Their stories came into the mainstream discourse many years later in the 1960s and 1970s, as news journalists began to uncover them. They continued to live traumatic lives in the countries that they “served” in. They are not the quintessential war veterans in the eyes of the state, despite being at the front lines.

Politically, there was little resistance to public brothels as most of the scholars and politicians chose to ignore this aspect.18 However, there were the likes of Tsuda Mamichi, Shimada Saburo19, Yamamuro Gunpei20, Yamada Waka21 and many of the Christian missionaries who took up reform for the prostitutes as a key agenda. The medium used was mainly newspaper articles, tracts and speeches. There role is discussed further below.

In the political sphere, there was little space for women. This does not mean that the state’s efforts of nation building excluded the women. However, the role that they decided for women, as we have seen so far, was far from liberating.

The state-sponsored education system worked as a key propaganda tool of the Meiji regime in gendering the citizens of Meiji Japan. Along with the Home Ministry and the various legislations, the twin ideals of “good wife, wise mother” (ryosaikenbo) were popularized in the 1890s. But these were meant only for the middle class women—labor of the low class women was required for the factory (Tipton).

For the lower class women, it was the ‘cult of productivity’ rather than the ‘cult of domesticity’22 that was propagated. This is a classic example of how ideology functions in Asian capitalist society, creating a rather perpetual labor force by exploiting a certain class; using the ideological craft of the dominant class.
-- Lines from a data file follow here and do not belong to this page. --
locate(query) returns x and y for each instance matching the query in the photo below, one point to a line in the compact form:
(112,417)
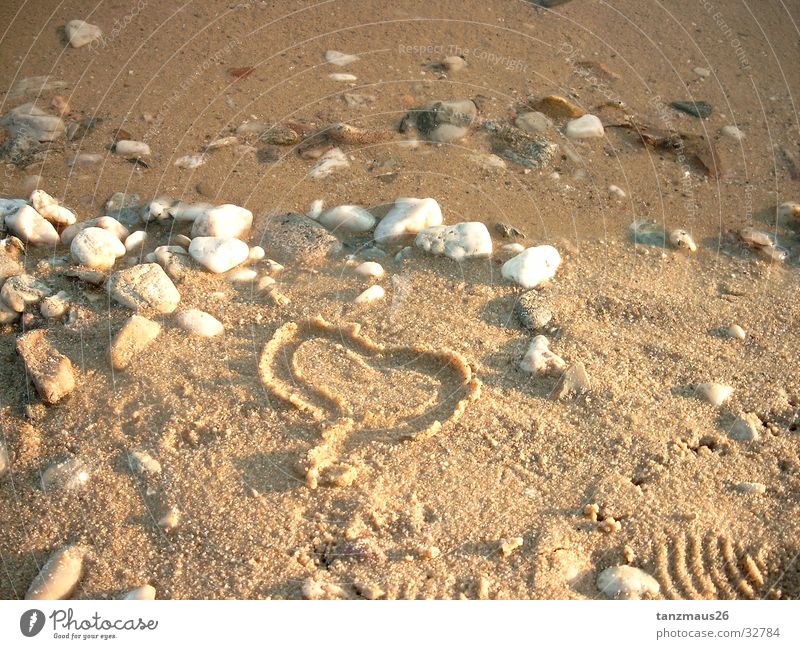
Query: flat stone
(134,337)
(218,254)
(145,286)
(51,372)
(408,216)
(227,221)
(294,239)
(96,248)
(458,242)
(532,267)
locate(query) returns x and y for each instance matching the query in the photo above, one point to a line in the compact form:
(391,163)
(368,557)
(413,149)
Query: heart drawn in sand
(353,386)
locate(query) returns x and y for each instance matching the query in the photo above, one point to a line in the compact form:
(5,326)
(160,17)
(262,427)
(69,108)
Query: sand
(440,515)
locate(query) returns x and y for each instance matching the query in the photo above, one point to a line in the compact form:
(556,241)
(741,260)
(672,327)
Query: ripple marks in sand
(357,388)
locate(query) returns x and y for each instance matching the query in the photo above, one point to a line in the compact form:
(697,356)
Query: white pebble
(369,269)
(372,294)
(532,267)
(199,323)
(584,127)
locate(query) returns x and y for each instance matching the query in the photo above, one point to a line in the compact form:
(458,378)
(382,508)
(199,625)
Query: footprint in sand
(359,391)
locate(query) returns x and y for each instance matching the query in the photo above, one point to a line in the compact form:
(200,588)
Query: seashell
(682,239)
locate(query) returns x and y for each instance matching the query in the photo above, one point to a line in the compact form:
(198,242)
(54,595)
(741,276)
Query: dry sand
(424,517)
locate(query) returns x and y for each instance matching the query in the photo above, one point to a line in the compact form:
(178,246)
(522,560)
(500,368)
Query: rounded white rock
(218,254)
(96,248)
(532,267)
(584,127)
(199,323)
(347,218)
(409,216)
(459,242)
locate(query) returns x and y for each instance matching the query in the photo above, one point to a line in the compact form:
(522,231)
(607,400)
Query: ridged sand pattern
(689,566)
(327,372)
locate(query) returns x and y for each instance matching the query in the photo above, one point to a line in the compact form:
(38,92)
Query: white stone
(80,33)
(31,227)
(328,163)
(146,592)
(131,149)
(60,574)
(96,248)
(135,241)
(540,360)
(199,323)
(347,218)
(732,132)
(189,211)
(369,269)
(372,294)
(627,582)
(584,127)
(218,254)
(191,161)
(408,216)
(340,58)
(715,393)
(532,267)
(223,221)
(459,242)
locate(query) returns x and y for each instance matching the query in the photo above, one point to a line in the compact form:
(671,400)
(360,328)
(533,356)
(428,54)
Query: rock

The ideals of modesty, frugality and purity were encouraged by the state among upper and middle class women. The primary role of a woman was restricted to the “kitchen.” So much so, that a law in 1890 prevented female participation in any political meeting or political organization. The traditional patriarchal idea of the woman as the home-maker was sustained in Japan despite its great culture of debate and dialogue. They fell for the Eurocentric-patriarchal potholes in the new ideas that they embraced so readily.

Schools for girls offered as a socializing agent for this agenda of the state. The aim of these schools was to produce young women of refined taste and modest character. They were made to study less academic subjects and focused on domestic-skill learning. This however, as mentioned earlier was only for the middle class and upper class women. The lower classes were brainwashed into spending their lives in labor for the factory.